In this study, mcr-1.1-positive CL-resistant E. coli strains were isolated from five poultry farms. MLST (Atchman) revealed that all strains belonged to ST1485. Comparative core-genome analysis indicated that the Japanese mcr-1.1-positive CL-resistant strains were different from other global ST1485 strains by several thousand SNPs (Figure 2A). Moreover, only a few SNPs were observed among the Japanese strains, indicating that they were clonal domestically disseminating strains in Japan (Figure 2B) that were not recently introduced from other countries. A plasmid sequence search against PLSDB revealed notable nucleotide identity (99.5%) between the pBroCa-55-p2 and Japanese wild boar E. coli plasmids (pEC507_2 and pEC521_1), further confirming the persistence of mcr-1-positive E. coli strains in Japanese livestock and wild animals.

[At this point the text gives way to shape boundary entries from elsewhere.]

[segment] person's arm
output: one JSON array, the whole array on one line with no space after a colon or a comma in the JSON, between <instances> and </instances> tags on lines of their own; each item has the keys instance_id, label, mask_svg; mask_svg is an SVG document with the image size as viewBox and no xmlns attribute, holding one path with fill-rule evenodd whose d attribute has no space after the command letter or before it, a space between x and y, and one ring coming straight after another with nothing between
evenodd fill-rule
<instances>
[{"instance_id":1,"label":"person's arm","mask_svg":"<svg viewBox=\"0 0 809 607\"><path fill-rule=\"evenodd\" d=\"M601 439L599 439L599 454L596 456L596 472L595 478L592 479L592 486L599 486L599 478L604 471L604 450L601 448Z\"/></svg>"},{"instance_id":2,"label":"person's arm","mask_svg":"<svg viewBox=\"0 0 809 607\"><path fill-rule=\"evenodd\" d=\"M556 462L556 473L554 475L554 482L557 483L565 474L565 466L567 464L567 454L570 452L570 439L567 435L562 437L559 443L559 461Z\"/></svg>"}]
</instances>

CL use as a feed additive has been prohibited by law in Japan since 2018 [15]. Despite this, CL resistance is prevalent possibly due to the presence of a resistance gene close to mcr-1.1, which is essential for bacterial survival, on the plasmid, with mcr-1.1 consistently maintained via continued selection pressure. Here, we determined the complete genome sequence of BroCaecum-55 and found mcr-1.1 and the zinc transporter gene in the IncI2 replicon plasmid (pBroCa-55-p2; Figure 4). Zinc products, such as zinc oxide, are used as antimicrobial feed additives to reduce the impact of CL withdrawal [31]. As zinc transporters are involved in zinc tolerance, mcr-1.1 on the same plasmid is maintained via heavy metal selection, even when CL use is prohibited. In the veterinary field, Cu is used as a feed additive in swine at levels potentially leading to selection pressure on Enterobacterales. Arai et al. revealed that Salmonella 4,[5],12:i:-ST34 carrying copper tolerance genes shows high persistence and colonization of the intestine [32], leading to its recent dominance among Salmonella STs.

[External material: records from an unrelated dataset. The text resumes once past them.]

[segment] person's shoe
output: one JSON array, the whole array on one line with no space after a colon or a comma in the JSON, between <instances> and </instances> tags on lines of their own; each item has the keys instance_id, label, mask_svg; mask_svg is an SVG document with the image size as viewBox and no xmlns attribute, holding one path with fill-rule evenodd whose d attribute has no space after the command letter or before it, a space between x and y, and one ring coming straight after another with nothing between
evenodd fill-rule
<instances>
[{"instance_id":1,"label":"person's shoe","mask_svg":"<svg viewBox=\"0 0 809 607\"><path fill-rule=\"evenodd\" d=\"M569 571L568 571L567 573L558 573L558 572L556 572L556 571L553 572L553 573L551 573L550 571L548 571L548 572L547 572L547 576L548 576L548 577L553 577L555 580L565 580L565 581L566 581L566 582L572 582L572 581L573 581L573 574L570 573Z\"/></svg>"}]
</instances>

Except the CL resistance gene mcr-1.1, we could not isolate any ESBL-producing Enterobacterales in this study. In 2012, voluntary cessation of ceftiofur use by the Japanese poultry industry annually decreased the prevalence of cephalosporin-resistant Salmonella from 29.2% in 2012 to 10.5% in 2015 [33]. The cefotaxime resistance rate in broiler-derived E. coli further decreased annually from 4.7% in 2017 to 2.1% in 2021 [26] (Figure S1). Therefore, ESBL-producing bacteria are rarely detected in livestock. In contrast, the CPFX resistance rate has slightly increased annually from 12.0% in 2017 to 14.5% in 2021 [26] (Figure S1), warranting careful monitoring and control.

5. Conclusions

In this study, mcr-1.1-positive CL-resistant E. coli strains, which are rarely reported in Japan, were isolated from Japanese broilers, indicating their clonal distribution and prevalence in farms. Development of new antimicrobial agents has reduced the use of CL in clinical practice, thereby reducing the risk of CL resistance in humans. However, improper CL use may lead to a similar situation as that observed in 2015, with mcr-1.1 complicating the control of multidrug-resistant organisms. The sample size from five poultry farms (A–E) was very small in this study, warranting further investigations with larger sample sizes from various farms. In addition, as limitations of this study, longitudinal data collection and investigation of environmental and feed-related factors are needed to accurately assess CL resistance in Japan. Overall, our findings highlight the importance of the continuous monitoring of CL-resistant bacteria in livestock to reduce the transmission risk to humans.